Title: Foundations of Data Science
Instructor: Ragesh Jaiswal
Office: 403, SIT Building
Teaching Assistants: TBD
High dimensional space, singular value decomposition, learning and VC dimension,
markov chains, clustering, algorithms for massive data sets.
Textbook: Foundations of Data Science by Blum, Hopcroft, and Kannan
Course description: The course will follow the above-mentioned book. The following excerpt from the book captures the main idea:
"Computer science as an academic discipline began in the 1960’s. Emphasis was on programming languages, compilers, operating systems,
and the mathematical theory that supported these areas. Courses in theoretical computer science covered finite automata, regular expressions,
context free languages, and computability. In the 1970’s, the study of algorithms was added as an important component of theory. The emphasis
was on making computers useful. Today, a fundamental change is taking place and the focus is more on applications. There are many reasons for
this change. The merging of computing and communications has played an important role. The enhanced ability to observe, collect and store data
in the natural sciences, in commerce, and in other fields calls for a change in our understanding of data and how to handle it in the modern
setting. The emergence of the web and social networks as central aspects of daily life presents both opportunities and challenges for theory.

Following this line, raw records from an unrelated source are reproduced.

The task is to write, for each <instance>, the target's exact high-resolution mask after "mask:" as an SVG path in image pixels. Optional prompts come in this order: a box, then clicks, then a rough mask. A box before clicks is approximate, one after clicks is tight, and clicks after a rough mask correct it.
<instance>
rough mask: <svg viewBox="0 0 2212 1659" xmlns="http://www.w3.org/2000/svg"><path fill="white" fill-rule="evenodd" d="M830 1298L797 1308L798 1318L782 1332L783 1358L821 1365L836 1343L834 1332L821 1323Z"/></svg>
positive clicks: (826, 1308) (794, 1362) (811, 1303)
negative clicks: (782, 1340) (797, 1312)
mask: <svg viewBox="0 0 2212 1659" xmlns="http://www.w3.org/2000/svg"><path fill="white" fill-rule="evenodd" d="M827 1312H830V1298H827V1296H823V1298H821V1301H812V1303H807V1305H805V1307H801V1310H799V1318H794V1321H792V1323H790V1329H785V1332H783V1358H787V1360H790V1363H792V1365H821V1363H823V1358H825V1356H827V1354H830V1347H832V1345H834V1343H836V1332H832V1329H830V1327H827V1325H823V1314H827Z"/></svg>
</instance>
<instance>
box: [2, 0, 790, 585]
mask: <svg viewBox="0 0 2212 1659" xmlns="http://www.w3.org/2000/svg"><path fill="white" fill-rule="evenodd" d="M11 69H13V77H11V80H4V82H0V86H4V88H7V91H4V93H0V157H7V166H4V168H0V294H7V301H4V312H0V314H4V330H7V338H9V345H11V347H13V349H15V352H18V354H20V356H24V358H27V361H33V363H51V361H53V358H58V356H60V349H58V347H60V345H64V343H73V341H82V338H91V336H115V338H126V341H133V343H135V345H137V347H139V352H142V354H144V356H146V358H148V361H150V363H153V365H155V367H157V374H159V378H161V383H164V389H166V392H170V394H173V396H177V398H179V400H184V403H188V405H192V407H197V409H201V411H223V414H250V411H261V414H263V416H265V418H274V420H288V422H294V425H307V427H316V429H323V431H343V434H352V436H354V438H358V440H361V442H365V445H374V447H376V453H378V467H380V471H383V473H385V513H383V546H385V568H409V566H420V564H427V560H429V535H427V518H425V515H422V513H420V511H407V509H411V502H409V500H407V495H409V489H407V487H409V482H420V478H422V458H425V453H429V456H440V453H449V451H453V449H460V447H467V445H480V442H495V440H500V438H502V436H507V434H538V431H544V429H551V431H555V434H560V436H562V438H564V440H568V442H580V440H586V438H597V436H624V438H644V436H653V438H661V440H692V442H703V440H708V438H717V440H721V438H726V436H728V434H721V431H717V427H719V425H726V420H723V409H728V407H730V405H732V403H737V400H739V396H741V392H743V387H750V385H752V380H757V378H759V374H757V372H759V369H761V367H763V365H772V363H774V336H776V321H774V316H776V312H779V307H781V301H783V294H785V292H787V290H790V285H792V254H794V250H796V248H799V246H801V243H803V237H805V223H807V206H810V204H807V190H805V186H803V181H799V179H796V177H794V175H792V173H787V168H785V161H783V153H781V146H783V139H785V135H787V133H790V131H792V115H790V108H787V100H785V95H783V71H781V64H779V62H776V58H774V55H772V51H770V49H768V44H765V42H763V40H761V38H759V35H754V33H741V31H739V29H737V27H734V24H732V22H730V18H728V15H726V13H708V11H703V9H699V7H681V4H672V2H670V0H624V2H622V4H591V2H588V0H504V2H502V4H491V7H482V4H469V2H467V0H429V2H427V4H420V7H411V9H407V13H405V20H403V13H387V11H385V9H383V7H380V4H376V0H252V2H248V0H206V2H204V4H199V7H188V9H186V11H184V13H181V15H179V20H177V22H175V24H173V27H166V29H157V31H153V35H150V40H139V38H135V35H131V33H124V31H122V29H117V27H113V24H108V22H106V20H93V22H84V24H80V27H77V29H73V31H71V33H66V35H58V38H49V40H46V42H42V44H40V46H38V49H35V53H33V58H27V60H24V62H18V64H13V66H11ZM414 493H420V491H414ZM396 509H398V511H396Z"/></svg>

While traditional areas of computer science remain highly important, increasingly researchers of the future will be involved with using
computers to understand and extract usable information from massive data arising in applications, not just how to make computers useful on
specific well-defined problems. With this in mind we have written this book to cover the theory likely to be useful in the next 40 years,
just as an understanding of automata theory, algorithms and related topics gave students an advantage in the last 40 years. One of the major
changes is the switch from discrete mathematics to more of an emphasis on probability, statistics, and numerical methods."